The court concludes that plaintiffs' argument is waived. In its motion for summary judgment, Knight clearly moved for summary judgment on all federal counts. See Knight Mot. at 1 ("Knight . . . hereby moves the Court, pursuant to Fed.R.Civ.P. 56, for entry of summary judgment in its favor on plaintiffs' federal securities law claims against Knight[.]"; "Knight is entitled to judgment as a matter of law on Claim I of the complaint, which is a claim under federal securities laws."). Further, Knight argued that all state law claims should be dismissed because if its motion was successful, there would be no remaining federal claims left in the case. In responding to Knight's motion, plaintiffs never argued that Knight moved only for partial summary judgment on subsections (a), (b), and (c) of Rule 10b-5. They never notified either the court or Knight that there were other bases supporting the claims under Rule 10b-5(a), (b) and (c), and they never indicated that the state law claims would remain viable even if Knight's motion was successful.
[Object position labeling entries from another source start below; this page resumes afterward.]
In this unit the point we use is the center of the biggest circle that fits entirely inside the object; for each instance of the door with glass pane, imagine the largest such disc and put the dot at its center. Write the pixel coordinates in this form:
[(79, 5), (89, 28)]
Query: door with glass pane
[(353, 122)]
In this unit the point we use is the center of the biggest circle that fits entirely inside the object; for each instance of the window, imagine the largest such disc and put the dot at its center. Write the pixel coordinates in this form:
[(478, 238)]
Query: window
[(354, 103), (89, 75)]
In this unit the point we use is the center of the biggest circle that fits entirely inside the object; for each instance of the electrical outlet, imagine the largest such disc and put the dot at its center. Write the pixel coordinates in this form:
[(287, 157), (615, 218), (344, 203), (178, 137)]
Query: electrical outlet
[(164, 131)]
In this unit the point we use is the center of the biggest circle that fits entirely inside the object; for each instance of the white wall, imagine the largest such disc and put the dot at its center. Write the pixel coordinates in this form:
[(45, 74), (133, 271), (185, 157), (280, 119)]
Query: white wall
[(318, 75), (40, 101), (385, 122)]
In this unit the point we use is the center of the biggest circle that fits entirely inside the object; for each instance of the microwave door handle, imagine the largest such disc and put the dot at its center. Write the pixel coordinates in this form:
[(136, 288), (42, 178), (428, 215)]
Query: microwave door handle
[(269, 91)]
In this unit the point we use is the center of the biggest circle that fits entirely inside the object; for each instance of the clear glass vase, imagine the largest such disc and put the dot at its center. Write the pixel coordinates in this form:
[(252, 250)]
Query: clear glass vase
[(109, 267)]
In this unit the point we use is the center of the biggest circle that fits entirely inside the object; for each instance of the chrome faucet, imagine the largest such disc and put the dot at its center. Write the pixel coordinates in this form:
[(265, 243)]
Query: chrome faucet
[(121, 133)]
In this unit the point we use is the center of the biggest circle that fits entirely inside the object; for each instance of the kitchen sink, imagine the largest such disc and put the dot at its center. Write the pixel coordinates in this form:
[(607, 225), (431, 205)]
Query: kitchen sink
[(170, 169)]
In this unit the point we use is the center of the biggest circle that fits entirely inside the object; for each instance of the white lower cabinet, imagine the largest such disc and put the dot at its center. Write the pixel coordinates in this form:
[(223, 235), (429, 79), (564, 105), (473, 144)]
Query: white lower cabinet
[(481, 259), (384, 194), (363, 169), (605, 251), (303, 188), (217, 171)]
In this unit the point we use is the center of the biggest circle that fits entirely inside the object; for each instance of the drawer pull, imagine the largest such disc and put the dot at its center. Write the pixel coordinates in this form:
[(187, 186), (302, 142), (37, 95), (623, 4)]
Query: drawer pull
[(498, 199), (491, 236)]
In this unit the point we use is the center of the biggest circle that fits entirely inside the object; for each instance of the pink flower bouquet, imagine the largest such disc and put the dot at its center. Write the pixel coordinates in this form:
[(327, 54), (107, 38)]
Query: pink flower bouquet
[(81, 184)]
The complaint in this case is 236 pages long, and it is not the job of the court to make plaintiffs' arguments for them. The appropriate time and place to argue that Knight's motion, if successful, only addressed part of plaintiffs' claims based on (a) and (c), and part of the claims based on (b), was in plaintiffs' response to Knight's summary judgment motion. I conclude that it is too late for plaintiffs to raise this argument.
Next, plaintiffs argue that I erred in following the Second Circuit's holding in United States v. Finnerty, 533 F.3d 143 (2d Cir.2008) ("Finnerty III"), instead of the "controlling legal authority" set forth in United States v. Ashman, 979 F.2d 469 (7th Cir.1992). Plaintiffs failed to raise Ashman in their response to Knight's summary judgment motion (or in their multiple post-reply filings). A motion to reconsider should not serve as the occasion to tender new legal authority for the first time. Publishers Res., Inc. v. Walker-Davis Publ'n, Inc., 762 F.2d 557, 561 (7th Cir.1985). I reject the notion that Ashman
Plaintiffs also re-argue that Section 10b-5(b) is not limited to cases involving fiduciaries or cases involving express misrepresentations. Further, they argue that plaintiffs and Knight had a fiduciary-type relationship. Plaintiffs simply rehash their previous arguments already presented at summary judgment and have not convinced me that my earlier analysis needs to be changed.
In addition, plaintiffs argue the court erred in not finding that a "fraud-on-the-market" theory of reliance is applicable in this case. Plaintiffs argue that, even without evidence that they actually relied on Knight's misrepresentations, their reliance can be presumed under a fraud-on-the-market theory. Having reviewed the parties' summary judgment briefing, I conclude that plaintiff's argument has been waived. See Bloch, 587 F.3d at 784. Had plaintiffs wished me to consider their argument that reliance must be presumed under a fraud-on-the-market theory, they should have raised this argument when they discussed Finnerty III's requirements for express misrepresentations (which included a requirement of reliance) in their response brief. Motions to reconsider are not a mechanism to allow parties to make arguments they could have raised in the original briefing.
Finally, plaintiffs rehash their argument that quotes themselves amount to an express misrepresentation. The court considered this argument on summary judgment, and plaintiffs may not re-argue it here.
For all the foregoing reasons, plaintiffs' motion to reconsider [800] is denied.